Seu discurso surgiu, não tanto de uma reflexão racional, mas de uma experiência, que passou pela razão logicamente, mas que teve um conteúdo afetivo e decisivo na luta pela vida e dignidade dos povos originários. A primeira assembleia, realizada em 26 e 27 de outubro, também demonstrou a importância de ouvir a mulher e os povos originários neste processo de renovação da Igreja e deste processo de inculturação em maior profundidade na realidade amazônica.
O senhor falou sobre a Assembleia Plenária da Conferência Eclesial da Amazônia. Nos próximos dias, o comitê executivo da REPAM se reunirá, onde tentará, como foi feito pela CEAMA, concretizar as propostas do Documento Final do Sínodo que fariam referência mais explícita à REPAM. Como novo presidente da REPAM, o que o senhor espera deste momento e quais são os desafios para a rede no futuro?

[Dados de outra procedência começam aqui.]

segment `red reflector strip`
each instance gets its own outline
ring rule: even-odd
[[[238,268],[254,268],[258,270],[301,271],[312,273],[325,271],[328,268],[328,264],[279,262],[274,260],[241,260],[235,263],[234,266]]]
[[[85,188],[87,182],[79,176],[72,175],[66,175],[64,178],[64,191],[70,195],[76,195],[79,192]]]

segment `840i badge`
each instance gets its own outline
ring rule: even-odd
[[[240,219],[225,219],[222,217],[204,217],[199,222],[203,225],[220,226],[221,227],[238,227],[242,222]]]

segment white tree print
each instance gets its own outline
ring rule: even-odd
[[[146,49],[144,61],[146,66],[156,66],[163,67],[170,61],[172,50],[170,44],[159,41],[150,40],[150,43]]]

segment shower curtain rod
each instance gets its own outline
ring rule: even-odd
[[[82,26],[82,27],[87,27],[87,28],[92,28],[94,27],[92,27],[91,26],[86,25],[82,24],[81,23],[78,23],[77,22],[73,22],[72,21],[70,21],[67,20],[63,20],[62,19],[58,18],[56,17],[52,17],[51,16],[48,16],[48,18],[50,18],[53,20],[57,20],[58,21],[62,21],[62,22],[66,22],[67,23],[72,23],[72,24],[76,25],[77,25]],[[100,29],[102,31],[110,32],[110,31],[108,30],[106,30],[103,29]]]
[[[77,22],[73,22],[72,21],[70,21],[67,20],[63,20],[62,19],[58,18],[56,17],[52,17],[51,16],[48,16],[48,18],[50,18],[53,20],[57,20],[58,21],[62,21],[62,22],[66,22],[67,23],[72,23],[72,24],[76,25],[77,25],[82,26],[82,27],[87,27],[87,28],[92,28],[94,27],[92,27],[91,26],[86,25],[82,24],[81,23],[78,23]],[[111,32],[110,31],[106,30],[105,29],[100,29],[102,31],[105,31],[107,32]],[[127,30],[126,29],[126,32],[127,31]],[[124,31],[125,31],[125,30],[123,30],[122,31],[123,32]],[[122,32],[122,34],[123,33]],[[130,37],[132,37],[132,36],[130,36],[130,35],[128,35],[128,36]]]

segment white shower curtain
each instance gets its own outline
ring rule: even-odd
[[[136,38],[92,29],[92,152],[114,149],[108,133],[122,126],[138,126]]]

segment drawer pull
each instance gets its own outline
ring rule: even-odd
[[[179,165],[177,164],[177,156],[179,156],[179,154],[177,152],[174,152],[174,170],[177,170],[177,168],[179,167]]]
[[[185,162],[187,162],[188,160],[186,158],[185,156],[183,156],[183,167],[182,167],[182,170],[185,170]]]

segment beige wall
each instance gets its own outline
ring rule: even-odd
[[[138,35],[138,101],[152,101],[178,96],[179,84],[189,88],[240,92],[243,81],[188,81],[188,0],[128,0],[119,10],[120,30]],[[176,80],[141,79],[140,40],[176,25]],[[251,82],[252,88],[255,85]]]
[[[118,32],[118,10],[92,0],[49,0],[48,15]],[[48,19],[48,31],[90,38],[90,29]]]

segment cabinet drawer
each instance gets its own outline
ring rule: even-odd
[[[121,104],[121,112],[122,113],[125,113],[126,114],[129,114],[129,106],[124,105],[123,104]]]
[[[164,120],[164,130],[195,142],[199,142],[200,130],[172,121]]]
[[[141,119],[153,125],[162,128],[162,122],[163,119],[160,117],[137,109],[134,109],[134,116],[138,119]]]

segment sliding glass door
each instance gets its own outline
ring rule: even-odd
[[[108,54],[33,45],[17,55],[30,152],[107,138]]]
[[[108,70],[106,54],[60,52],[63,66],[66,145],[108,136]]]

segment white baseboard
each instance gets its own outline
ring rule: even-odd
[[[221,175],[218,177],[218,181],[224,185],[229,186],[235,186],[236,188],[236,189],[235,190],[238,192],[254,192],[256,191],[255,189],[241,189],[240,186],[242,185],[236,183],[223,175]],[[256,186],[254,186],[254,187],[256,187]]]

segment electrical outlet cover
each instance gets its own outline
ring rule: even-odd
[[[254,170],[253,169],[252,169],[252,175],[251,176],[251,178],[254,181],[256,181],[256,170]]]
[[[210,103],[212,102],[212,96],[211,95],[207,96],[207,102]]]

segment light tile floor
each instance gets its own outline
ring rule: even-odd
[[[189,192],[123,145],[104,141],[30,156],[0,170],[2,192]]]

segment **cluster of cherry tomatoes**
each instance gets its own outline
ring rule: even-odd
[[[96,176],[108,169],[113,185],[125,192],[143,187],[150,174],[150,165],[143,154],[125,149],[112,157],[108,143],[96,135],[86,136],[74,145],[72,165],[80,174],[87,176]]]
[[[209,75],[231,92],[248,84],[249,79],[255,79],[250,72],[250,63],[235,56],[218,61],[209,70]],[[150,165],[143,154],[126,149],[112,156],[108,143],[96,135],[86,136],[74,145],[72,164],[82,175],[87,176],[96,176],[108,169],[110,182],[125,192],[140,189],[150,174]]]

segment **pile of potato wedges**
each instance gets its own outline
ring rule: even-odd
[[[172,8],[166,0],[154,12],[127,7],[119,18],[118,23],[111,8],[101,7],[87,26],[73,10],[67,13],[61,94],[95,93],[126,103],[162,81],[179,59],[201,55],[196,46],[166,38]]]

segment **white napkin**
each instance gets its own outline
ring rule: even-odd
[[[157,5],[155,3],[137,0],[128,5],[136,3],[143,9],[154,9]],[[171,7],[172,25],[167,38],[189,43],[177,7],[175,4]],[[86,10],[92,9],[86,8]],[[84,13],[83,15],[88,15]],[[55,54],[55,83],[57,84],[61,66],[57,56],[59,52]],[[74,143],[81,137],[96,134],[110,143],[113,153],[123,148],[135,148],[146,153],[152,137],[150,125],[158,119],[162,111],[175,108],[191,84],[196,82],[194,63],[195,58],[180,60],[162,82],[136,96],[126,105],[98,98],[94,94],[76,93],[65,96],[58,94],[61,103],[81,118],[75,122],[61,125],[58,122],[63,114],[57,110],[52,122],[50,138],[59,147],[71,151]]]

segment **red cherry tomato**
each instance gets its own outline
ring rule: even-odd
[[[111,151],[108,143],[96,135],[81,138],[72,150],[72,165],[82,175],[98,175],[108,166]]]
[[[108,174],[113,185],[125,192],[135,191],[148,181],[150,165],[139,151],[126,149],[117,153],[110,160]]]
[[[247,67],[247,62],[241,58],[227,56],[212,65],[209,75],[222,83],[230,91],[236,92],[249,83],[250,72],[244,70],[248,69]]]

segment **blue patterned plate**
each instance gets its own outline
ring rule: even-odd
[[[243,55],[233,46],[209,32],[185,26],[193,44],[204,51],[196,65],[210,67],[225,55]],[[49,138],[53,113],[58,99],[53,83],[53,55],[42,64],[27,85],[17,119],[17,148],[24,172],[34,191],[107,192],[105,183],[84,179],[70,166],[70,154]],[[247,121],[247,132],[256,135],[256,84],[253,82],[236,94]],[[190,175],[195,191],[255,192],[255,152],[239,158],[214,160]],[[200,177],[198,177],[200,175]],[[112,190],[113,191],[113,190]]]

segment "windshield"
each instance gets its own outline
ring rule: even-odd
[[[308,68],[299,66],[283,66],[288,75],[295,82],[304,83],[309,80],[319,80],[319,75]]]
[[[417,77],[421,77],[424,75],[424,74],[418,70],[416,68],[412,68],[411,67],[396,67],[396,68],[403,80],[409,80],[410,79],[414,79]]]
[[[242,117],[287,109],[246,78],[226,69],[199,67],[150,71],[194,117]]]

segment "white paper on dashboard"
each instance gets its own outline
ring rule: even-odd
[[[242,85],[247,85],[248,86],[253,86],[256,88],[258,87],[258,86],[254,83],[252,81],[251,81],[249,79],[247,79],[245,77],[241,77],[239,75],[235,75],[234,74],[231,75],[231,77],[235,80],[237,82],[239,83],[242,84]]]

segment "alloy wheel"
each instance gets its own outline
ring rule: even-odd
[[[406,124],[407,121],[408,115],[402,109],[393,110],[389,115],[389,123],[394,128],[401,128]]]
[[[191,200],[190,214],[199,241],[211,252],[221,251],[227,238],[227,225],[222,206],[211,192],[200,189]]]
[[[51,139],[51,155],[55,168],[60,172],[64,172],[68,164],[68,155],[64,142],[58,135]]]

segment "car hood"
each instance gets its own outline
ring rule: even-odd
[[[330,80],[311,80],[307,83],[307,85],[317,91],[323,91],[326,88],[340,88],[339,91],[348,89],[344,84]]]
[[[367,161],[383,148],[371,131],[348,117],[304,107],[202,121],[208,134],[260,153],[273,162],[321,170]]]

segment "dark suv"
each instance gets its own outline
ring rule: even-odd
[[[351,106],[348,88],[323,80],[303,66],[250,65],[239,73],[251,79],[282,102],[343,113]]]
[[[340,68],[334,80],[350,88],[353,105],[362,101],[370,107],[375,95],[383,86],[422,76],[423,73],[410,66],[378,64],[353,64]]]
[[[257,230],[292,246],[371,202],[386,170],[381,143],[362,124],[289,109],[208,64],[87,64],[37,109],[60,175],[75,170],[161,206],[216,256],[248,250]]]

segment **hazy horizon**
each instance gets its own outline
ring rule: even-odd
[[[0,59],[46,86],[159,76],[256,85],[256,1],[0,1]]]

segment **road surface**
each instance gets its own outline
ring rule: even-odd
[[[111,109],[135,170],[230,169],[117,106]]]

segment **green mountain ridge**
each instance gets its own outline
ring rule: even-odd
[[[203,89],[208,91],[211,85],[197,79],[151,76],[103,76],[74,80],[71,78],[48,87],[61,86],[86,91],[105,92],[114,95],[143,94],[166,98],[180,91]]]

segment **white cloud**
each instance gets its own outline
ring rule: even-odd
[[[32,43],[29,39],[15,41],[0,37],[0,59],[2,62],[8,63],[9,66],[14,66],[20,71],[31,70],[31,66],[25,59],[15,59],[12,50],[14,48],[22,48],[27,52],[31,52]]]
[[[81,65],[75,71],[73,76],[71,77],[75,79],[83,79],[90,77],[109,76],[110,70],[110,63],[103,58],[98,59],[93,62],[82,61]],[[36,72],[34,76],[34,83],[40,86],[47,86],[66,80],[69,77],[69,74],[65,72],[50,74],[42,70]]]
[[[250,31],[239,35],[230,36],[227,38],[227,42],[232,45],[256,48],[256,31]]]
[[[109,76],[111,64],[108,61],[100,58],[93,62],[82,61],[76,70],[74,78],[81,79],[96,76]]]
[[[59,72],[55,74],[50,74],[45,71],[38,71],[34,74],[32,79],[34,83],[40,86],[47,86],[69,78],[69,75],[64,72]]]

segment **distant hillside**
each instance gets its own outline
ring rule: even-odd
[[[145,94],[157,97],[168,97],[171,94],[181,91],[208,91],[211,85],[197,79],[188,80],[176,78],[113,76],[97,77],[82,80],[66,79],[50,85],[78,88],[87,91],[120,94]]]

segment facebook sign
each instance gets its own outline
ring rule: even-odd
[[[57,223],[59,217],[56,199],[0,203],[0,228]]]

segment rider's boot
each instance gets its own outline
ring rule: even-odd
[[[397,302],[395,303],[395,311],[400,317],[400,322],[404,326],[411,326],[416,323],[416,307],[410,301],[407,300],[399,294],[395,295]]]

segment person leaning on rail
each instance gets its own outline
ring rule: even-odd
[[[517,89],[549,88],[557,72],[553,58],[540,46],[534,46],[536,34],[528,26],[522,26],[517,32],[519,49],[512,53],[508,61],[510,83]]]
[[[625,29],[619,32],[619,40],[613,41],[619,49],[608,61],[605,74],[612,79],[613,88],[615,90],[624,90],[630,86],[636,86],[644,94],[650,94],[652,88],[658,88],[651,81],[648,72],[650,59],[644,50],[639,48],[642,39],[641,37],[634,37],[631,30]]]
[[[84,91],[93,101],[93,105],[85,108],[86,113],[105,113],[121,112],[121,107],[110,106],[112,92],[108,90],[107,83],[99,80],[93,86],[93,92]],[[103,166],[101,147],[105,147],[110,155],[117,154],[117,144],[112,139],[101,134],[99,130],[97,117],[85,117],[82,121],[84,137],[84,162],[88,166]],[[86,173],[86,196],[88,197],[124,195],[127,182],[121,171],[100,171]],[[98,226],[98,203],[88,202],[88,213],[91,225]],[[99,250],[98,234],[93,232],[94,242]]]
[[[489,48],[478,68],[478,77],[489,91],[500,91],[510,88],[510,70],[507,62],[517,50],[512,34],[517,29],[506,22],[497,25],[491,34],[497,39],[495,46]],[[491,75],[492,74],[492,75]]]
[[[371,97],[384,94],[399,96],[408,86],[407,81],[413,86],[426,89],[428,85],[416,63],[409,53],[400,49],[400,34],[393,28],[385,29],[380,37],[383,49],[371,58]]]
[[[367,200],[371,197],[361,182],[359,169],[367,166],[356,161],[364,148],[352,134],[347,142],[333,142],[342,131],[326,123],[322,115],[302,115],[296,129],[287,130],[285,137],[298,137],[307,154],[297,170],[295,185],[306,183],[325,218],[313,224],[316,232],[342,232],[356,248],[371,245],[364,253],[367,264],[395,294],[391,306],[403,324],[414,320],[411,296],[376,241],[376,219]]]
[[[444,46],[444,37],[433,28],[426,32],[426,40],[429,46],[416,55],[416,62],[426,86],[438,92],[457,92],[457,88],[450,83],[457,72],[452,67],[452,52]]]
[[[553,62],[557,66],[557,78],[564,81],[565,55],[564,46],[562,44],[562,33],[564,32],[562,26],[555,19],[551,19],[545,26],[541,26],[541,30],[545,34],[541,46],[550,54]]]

A REPAM deve continuar sua missão de acompanhar de perto as populações indígenas da Amazônia. Em segundo lugar, estou muito convencido de que a REPAM irá muito mais fundo em seu espaço articulador, neste processo evangelizador da Igreja. Em terceiro lugar, oferecer estas pontes de comunicação com a CEAMA. Eu diria que esta comunicação com a CEAMA é a identidade da REPAM.
A REPAM por si só tem sido simplesmente esta caminhada conjunta a partir do território, e definitivamente temos que procurar o melhor caminho para que a Igreja seja uma aliada dos povos originários, para que possamos responder a esse desejo profundo que foi expresso na sala sinodal, uma Igreja que é uma companheira de caminhada, uma Igreja que reúne todo o melhor dos povos originários, e isso definitivamente nos ajuda a viver uma experiência, eu diria eclesial, e que pode dar muitos frutos para poder dignificar a pessoa humana, para dignificar também a cultura e todo o processo de reconhecimento de nossa terra e do bioma amazônico, não como um recurso natural a ser explorado pela ganância do sistema econômico dominante, mas que tem que tê-lo como um lar para cada um de nós.
O Cardeal Hummes disse nos últimos dias que estamos diante de um processo de mudança que pode durar gerações. De fato, o Papa Francisco, em um encontro que teve com seus companheiros jesuítas em sua viagem ao Chile em 2018, disse que o Concílio Vaticano II levaria cem anos para ser assumido pela Igreja. A sinodalidade, uma Igreja inculturada, que tenta responder à realidade local, são elementos do Concílio Vaticano II. Mas, ao mesmo tempo, vemos que isto provoca certa resistência. Como podemos ajudar a tornar realidade essa sinodalidade, essa inculturação, essa interculturalidade, especialmente na Amazônia?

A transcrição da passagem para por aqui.